The premium plus interaction with this watch continues further, with the bezel held in place with absolutely zero play, engaging its next pawl with a satisfyingly damped thunk—an action made even easier in the potentially wet environment of a yacht’s sun deck thanks to carefully placed rubber grips.
And, despite the poseur glamour of the yachting scene, Parmigiani really expects this watch to be used properly in its intended environment, because the Pershing gets a full 100 metres of water resistance despite being a chronograph. The brand may sound closely related to cheese, but the watches are anything but.
Harry Winston Ocean Dual Time Project Z4 400-MATZ44Z
In 1998, 31-year-old Maximillian Büsser, then a product manager at Jaeger-LeCoultre, received a phone call from jewellery brand Harry Winston. ‘Max,’ the person on the other end of the line said, ‘how would you like to be CEO of Harry Winston Rare Timepieces?’
This phone call, whilst it was not a prank, was a double-edged sword. CEO at 31 is a hugely uncommon achievement, but the company he’d been asked to captain was a sinking ship, and Büsser was being asked to board with the waves already lapping at his feet.
But join he did, because he had an idea. In his time at Jaeger-LeCoultre, Büsser had made many friends in the watch industry, people he’d seen blossom from expert watchmakers building other people’s watches, to master watchmakers building watches of their own. Büsser wanted to create a series of outrageously innovative and complex pieces designed and built by these watchmakers he so admired, these friends he’d made. The idea he called Opus, and in 2001, the first Opus piece was announced, built by someone you may have heard of: François-Paul Journe.
The Ocean Dual Time is the brainchild of MB&F founder Max Büsser
Each Opus watch that followed celebrated another watchmaker, legends like Vianney Halter, Christophe Claret and Felix Baumgartner—and they saved the company, increasing revenue tenfold. In 2005, Büsser took this journey with his friends to the next level when he founded his own brand, MB&F, whilst the now-successful Harry Winston went on to be purchased by Swatch in 2013.
The respect the Opus concept pieces earned Harry Winston—and Büsser—gave the brand a credible foundation on which to expand its collection, carrying the design aesthetic into more affordable—or rather, less unobtainable—collections.
This Ocean Dual Time is one of those watches, one of the last under Büsser’s reign.

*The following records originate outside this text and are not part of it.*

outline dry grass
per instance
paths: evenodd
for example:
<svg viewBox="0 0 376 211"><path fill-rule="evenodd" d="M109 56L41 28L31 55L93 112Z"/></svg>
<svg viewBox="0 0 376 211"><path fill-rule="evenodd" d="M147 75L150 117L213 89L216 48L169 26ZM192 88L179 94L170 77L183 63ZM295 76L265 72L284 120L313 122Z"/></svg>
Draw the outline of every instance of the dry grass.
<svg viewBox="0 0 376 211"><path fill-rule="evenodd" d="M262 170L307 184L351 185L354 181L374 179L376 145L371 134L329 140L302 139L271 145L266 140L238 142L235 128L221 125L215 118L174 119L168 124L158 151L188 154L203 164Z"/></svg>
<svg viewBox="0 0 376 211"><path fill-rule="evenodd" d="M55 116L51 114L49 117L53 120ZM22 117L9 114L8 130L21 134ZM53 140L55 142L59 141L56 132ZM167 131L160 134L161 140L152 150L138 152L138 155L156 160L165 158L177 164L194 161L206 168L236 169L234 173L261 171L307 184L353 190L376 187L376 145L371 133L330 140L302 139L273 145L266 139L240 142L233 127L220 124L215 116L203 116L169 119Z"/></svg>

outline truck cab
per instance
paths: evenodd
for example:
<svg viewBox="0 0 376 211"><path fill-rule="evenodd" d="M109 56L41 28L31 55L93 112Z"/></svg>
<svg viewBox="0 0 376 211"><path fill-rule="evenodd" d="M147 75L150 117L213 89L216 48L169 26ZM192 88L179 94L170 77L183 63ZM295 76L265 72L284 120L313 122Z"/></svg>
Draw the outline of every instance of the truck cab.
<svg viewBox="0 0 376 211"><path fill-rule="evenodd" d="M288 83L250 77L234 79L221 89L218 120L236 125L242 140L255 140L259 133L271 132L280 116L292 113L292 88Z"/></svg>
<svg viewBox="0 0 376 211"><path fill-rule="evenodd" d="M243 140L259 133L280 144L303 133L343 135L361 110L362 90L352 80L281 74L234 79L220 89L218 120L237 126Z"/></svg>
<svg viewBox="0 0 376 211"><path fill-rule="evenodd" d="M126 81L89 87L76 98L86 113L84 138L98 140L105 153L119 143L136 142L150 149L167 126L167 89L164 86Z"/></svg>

You’ve got two sub-dials, the big one home, the little one local, each with a day-night sub-sub dial; there’s an exposed big date complication tucked in there too, and a spinning shuriken for good measure—and to let you know the watch is running. There’s not a single on-centre display here, a tricky thing achieved to excess with the calibre HW1001.
Two pushers flank the serrated crown—they’re actually not pushers, who knows why they’re there—which sit under the trademark Harry Winston three bars. The opposite side of the case houses an actual pusher, which advances the local time display forward one hour with liquid smoothness. Then there are the lugs, which are hinged to accommodate differently sized wrists by flapping up and down. And it gets more bonkers still: the watch isn’t steel, or titanium—it’s made of zalium, an aluminium-zirconium alloy that’s light, hard, corrosion resistant—and very Harry Winston.
Maybe you’ve got a Submariner, or a Luminor, or maybe you’re looking for one, and you’re not fully satisfied that they express your passion for watchmaking in a way that fully reflects who you are. Maybe you want something different, something a bit more interesting, and these three watches, whilst they won’t fulfil that for everyone, might do so for you.